Friday, June 20, 2014

Russian troops near Ukraine aimed at reinforcing border: Kremlin

MOSCOW: The build-up of Russian forces near Ukraine is meant to reinforce the border and was ordered weeks ago, Kremlin spokesperson Dmitry Peskov said Friday after Nato reported the deployment. “In this case we cannot speak of any concentration of troops other than measures to reinforce the protection of Russia’s borders, which are being carried out on President Vladimir Putin’s direct orders,” Peskov said. The order “was given several weeks ago” because there have been “more incidents” of border breaches, he was quoted as saying by Russian news agencies. “Regarding the amount of forces, it is determined by the need to guarantee the adequate level of the border’s security,” Peskov added.

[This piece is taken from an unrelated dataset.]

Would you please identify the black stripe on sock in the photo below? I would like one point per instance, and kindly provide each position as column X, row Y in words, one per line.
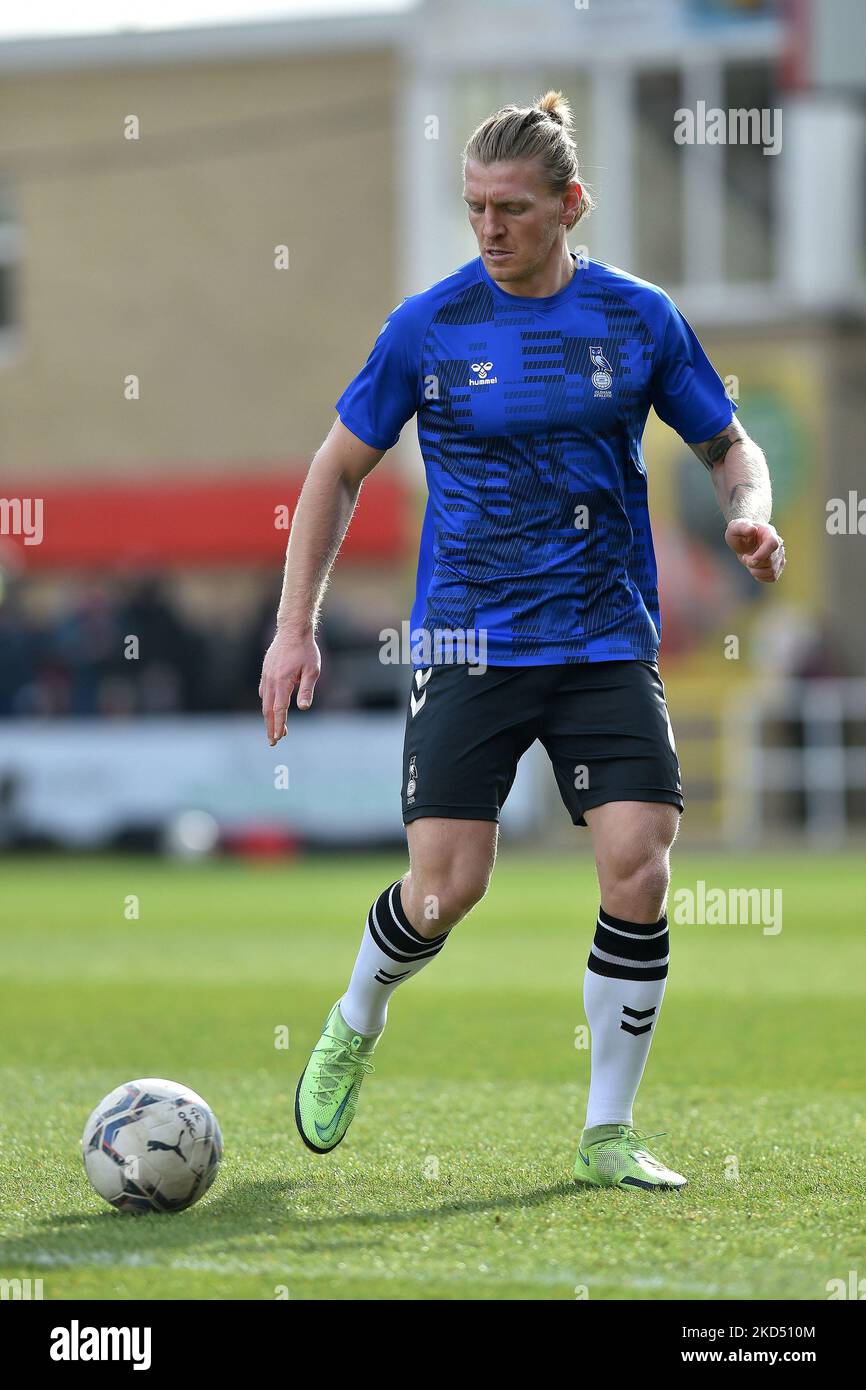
column 634, row 950
column 394, row 900
column 637, row 927
column 634, row 943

Russia shares about 1,200 kilometres of border with eastern Ukraine along its regions of Bryansk, Kursk, Belgorod, Voronezh, and Rostov. The federal security service (FSB) which runs the border service in Russia, said Friday that all border control checkpoints were working normally except one, which was closed unilaterally by the Ukrainian side. Kiev has accused Russia of arming separatists with military equipment in its eastern regions of Lugansk and Donetsk which have declared independence and where Kiev is waging military operations to re-establish control. Russia on Friday said it began a drill moving some troops from western Siberia and Ural to other places, without specifying where. Nato chief Anders Fogh Rasmussen on Thursday said the organisation was seeing an increasing build-up of Russian troops near the border with Ukraine, calling it a “very regrettable step backwards” but added that if the deployment was intended to seal the border to stop the flow of weaponry into Ukraine, it would be a “positive step”.